I always call it the cosmic boot. After I’m done crying and getting off the floor, I’m like, “What did I learn?” It’s because if you don’t learn, it’s going to happen again. There was a period in my life where I had ten car accidents. I was never at fault but I got smashed. I started looking at the reason why where if you got hit in the front, that was because you’re afraid of your future. If you get hit in the back, you’re afraid of your past. I’m like, “I got to get into this because it’s been almost 25 years and I’ve not had another one.” I’m a very careful driver. You learn to go, “What is it?” What is one thing you want to be remembered for?
It’s legacy and impact. My business is called Impact For Leads. The podcast that I have is called The Atomic Impact Podcast. It’s about impact whether seeing someone in a fleeting five seconds on how have I impacted their life or whether it’s working with someone long-term and getting to know a friend. That’s what I’m all about since I was a teenager. I want to impact people’s lives and help them. If I can do it personally or through business either way is good. That’s what I want to be known for.
How do we find you and get ahold of you? Was there some checklist you have so we can do this LinkedIn thing right and follow up more with you? How do we get you if we want you?

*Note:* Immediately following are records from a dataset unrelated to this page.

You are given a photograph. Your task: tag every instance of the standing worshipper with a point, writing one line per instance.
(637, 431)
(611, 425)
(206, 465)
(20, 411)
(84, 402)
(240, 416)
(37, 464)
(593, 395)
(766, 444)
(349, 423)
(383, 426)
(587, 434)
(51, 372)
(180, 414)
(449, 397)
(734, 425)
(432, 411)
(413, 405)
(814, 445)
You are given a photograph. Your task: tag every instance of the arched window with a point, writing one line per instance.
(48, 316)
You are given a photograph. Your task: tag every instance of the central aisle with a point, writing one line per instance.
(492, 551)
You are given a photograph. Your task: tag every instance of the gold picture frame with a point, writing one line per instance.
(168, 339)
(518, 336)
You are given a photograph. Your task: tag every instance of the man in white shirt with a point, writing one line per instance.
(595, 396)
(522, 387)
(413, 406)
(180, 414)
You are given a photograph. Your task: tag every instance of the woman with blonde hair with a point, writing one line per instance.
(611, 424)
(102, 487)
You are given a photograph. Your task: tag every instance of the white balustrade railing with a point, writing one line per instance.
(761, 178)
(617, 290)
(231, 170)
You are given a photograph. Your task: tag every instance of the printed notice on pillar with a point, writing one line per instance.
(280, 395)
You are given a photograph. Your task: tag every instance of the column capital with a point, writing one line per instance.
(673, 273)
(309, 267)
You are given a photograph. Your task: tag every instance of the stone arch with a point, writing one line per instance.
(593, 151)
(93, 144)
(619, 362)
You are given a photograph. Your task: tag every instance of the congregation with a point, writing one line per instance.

I’d be remiss if I didn’t say go to LinkedIn. Check out my profile there. I have a free LinkedIn mini-course that people can get as well. If they go to ImpactForLeads.com, they can sign up for that there. It’s five videos that will give them the foundation basics of LinkedIn. I get a lot of good feedback from it so check that out.
Thank you for your time and generosity. I know we’re in completely different time zones so I appreciate it. Thank you so much. Was there anything else you want to say before we go?
Hit me up on LinkedIn. Thanks so much for having me on the show. I appreciate having me on.
Have a blessed day.
Jason Osborn is a leading expert on LinkedIn showing businesses around the globe how to generate high quality leads without being spammy or paying for ads. Originally from Texas, Jason now lives in England by way of the Republic of Ireland. When he was living in Ireland 16 years ago he trained to be a Life Coach and started marketing himself online. He had no idea of how to market himself online but loved learning how to do it.
Within 18 months Jason had built an email list of 9,000+ and was coaching people in 13 countries. More and more people we asking Jason how he was doing this and wanting him to share his secrets of how to market online.
As a result, 12 years ago he transitioned his business to helping other businesses with their online marketing. He’s now focused in on working with businesses showing them how to tap into the power of LinkedIn to generate leads but in a way that’s authentic withing being spammy or paying for ads.